If you look at Device Manager under both Drives and Controllers you get this curious result:
Node A -> 3 entries (Disk Drives)
Node A -> SMART 532, slot 2 -> 0 = Hard Drives (SCSI/RAID controllers)
0 = Logical Drives
SMART 5i, slot -> 7 = HD
3 = LD
Node B -> 5 entries
Node B -> SMART 532, slot 2 -> 5 HD
SMART 5i, slot 0 -> 7 HD
I know you can't "see" the drives from node B until it fails over but, I thought I read somewhere that the "numbers" should match, in Device Manager. Also note that the node that works is Node A. (Looks backwards to me but, I have checked it 5 times now.)
Question: How do I fix it (of course) or lacking an actual fix, are there any well known test procedures or tricky command line magic that will help troubleshoot this beast? (I have read until I am blue.
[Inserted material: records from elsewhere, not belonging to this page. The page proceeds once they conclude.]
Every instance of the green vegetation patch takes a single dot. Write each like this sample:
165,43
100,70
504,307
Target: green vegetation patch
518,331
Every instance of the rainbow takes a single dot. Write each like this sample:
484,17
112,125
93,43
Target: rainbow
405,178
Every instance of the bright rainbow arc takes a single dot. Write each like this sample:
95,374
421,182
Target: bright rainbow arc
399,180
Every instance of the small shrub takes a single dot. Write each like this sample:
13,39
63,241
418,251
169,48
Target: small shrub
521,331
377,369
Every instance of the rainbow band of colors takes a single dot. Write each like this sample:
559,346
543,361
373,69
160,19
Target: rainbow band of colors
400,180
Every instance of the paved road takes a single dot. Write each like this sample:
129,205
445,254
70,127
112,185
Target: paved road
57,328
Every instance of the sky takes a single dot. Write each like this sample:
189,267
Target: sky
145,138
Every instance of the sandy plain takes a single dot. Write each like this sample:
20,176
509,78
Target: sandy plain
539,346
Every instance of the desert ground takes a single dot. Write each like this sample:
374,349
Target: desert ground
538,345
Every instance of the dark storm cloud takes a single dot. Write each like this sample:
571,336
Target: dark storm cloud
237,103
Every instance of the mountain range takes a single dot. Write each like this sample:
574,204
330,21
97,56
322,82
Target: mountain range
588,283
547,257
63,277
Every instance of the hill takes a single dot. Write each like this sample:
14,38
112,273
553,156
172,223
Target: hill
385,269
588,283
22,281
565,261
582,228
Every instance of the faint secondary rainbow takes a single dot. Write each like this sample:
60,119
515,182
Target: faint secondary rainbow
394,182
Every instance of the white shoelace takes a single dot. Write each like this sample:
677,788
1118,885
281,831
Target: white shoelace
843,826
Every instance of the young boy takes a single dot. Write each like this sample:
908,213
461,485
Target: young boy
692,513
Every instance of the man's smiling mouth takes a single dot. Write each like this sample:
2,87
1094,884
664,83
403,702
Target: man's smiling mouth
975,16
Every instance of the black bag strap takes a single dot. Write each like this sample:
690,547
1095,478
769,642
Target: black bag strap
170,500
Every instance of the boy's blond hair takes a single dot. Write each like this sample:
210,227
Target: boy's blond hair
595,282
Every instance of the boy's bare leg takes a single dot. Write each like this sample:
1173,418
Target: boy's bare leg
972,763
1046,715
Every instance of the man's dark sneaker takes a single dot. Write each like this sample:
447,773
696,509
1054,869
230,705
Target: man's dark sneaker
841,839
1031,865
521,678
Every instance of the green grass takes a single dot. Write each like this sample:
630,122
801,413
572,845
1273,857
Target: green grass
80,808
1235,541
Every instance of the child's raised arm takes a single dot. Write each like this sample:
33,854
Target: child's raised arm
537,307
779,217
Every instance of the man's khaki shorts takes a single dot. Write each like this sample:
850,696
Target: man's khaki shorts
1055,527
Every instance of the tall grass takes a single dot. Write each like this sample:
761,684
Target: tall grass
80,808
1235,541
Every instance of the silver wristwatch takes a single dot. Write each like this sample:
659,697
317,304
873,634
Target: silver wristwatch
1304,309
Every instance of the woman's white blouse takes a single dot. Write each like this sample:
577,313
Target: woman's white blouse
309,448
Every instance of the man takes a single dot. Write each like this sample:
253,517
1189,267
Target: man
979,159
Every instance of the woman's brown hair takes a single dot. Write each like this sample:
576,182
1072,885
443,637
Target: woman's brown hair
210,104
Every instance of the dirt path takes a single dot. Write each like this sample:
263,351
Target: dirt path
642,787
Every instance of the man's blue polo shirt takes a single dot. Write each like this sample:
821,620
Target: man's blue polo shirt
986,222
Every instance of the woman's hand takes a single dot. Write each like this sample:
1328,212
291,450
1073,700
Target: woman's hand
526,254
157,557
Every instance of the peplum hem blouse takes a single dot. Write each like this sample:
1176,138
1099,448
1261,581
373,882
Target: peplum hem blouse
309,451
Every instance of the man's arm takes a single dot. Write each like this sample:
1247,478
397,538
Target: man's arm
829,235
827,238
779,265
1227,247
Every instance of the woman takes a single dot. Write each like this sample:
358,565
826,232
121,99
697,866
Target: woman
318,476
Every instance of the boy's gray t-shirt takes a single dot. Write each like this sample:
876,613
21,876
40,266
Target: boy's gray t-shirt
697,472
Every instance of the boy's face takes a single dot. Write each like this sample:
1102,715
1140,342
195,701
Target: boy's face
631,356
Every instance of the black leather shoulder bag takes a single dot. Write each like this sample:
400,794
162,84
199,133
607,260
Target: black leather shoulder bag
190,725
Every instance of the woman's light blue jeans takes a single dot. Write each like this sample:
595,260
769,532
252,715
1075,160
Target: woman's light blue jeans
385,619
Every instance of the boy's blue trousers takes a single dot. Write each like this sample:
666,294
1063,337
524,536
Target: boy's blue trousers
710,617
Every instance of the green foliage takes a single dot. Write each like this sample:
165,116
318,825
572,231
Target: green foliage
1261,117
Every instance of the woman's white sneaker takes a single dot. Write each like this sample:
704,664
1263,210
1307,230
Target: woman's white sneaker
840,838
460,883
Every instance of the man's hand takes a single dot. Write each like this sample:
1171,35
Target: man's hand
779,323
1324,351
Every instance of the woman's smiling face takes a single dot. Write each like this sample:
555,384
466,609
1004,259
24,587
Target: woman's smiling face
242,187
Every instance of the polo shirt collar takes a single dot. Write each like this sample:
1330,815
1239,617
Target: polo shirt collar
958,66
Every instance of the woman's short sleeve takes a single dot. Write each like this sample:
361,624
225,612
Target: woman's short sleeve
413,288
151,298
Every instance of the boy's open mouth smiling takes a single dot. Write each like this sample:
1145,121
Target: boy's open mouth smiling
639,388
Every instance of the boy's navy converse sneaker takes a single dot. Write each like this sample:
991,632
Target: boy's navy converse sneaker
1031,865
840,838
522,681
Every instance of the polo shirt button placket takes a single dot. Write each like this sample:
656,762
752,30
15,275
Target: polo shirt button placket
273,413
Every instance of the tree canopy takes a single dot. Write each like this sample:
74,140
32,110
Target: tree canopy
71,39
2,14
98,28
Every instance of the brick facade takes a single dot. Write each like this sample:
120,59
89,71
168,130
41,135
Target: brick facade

There are a lot of articles that tell you how to build it and a few that tell you how to "verify that it works correctly" but, I haven't seen any that tell you what to do if it doesn't work correctly!)
I have tried "many" things from TechNet, the WEB, etc. and all of them tell me what I already know, it doesn't work. (This is a 24/7, "enterprise" application so I would really prefer to fix it, not rebuild it, if at all possible.)